Mirom identifie les protéines en utilisant la lumière infrarouge moyenne pour détecter les vibrations moléculaires – essentiellement la « danse » naturelle des molécules dans les structures protéiques. Contrairement à la spectroscopie optique, qui mesure l'atténuation de la lumière, l'optoacoustique capture des ondes échographiques générées lorsque les protéines absorbent la lumière infrarouge. Cette absorption provoque une minuscule augmentation de la température localisée, conduisant à une expansion transitoire du milieu entourant la protéine et à l'émission d'ondes à ultrasons. En analysant ces signaux en temps réel, le mirom peut détecter les changements structurels dans les protéines, telles que le mauvais repliement, en reconnaissant les changements dans leur « danse » moléculaire. Cette capacité fournit des informations cruciales sur la façon dont les cellules cancéreuses réagissent au traitement.
Surmonter les limites de l'évaluation de la thérapie myélome
Le myélome multiple est un cancer du sang qui affecte les plasmocytes dans la moelle osseuse, entraînant une production anormale de protéines, une immunité affaiblie et des dommages aux organes. Les méthodes traditionnelles pour évaluer le traitement du myélome nécessitent souvent des échantillons de grandes cellules, une préparation complexe et des mesures à forte intensité de temps, ce qui rend difficile de surveiller les réponses individuelles des patients en temps opportun.
Mirom surmonte ces limitations en analysant les cellules uniques, ne nécessitant qu'un nombre minimal d'échantillons de patients et en fournissant des évaluations rapides et presque réels de l'efficacité du traitement.
Étant donné que le mirom peut analyser les cellules individuelles en temps réel sans avoir besoin d'une préparation d'échantillon élaborée, il offre un aperçu rapide de la façon dont les traitements peuvent avoir un impact sur les structures des protéines au niveau cellulaire. «
Francesca Gasparin, premier auteur de l'étude, Helmholtz Munich
« Plus précisément, Mirom détecte la formation de feuilles bêta intermoléculaires (structures liées au mauvais repliement des protéines) ainsi qu'à l'apoptose, la mort cellulaire programmée qui indique si les traitements contre le cancer fonctionnent ou si la résistance aux médicaments se développe », ajoutant le professeur Miguel Pleitez et Prof. Florian Basserman, les chercheurs seniors.
En analysant les cellules individuelles, le mirom peut révéler des variations de la réponse au traitement au sein du cancer d'un patient, ouvrant la voie à des ajustements de thérapie véritablement personnalisés.

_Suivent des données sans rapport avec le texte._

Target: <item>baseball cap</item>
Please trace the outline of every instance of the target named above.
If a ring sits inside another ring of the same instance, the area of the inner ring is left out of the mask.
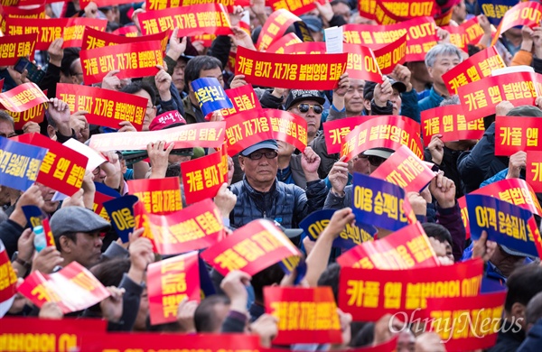
[[[186,120],[177,110],[167,111],[157,116],[151,121],[149,131],[160,131],[166,128],[177,127],[186,125]]]
[[[83,207],[67,207],[57,210],[50,221],[55,237],[69,232],[107,231],[111,225],[102,217]]]
[[[250,145],[248,148],[241,152],[241,155],[248,156],[256,151],[260,149],[272,149],[274,151],[278,150],[278,144],[274,139],[267,139],[266,141],[258,142],[254,145]]]
[[[286,97],[286,110],[302,100],[314,100],[321,105],[325,103],[325,98],[320,96],[318,90],[294,89],[290,90],[288,97]]]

Un outil, de nombreuses applications
Au-delà du myélome multiple, le mirom détient un grand potentiel pour d'autres maladies liées au mauvais repliement des protéines, notamment Alzheimer et Parkinson. Les progrès continus – y compris l'optimisation de la durée de l'impulsion laser et l'augmentation de la vitesse d'imagerie – pourraient améliorer encore sa sensibilité et élargir ses applications cliniques.
« Nous envisageons l'utilisation du mirom dans le dépistage des médicaments, les tests de diagnostic et la surveillance des patients à domicile », explique le professeur Vasilis Ntziachristos, également chercheur principal dans l'étude. La validation clinique future dans les cohortes des patients plus importantes sera la prochaine étape vers l'introduction de cette technologie dans une pratique médicale de routine.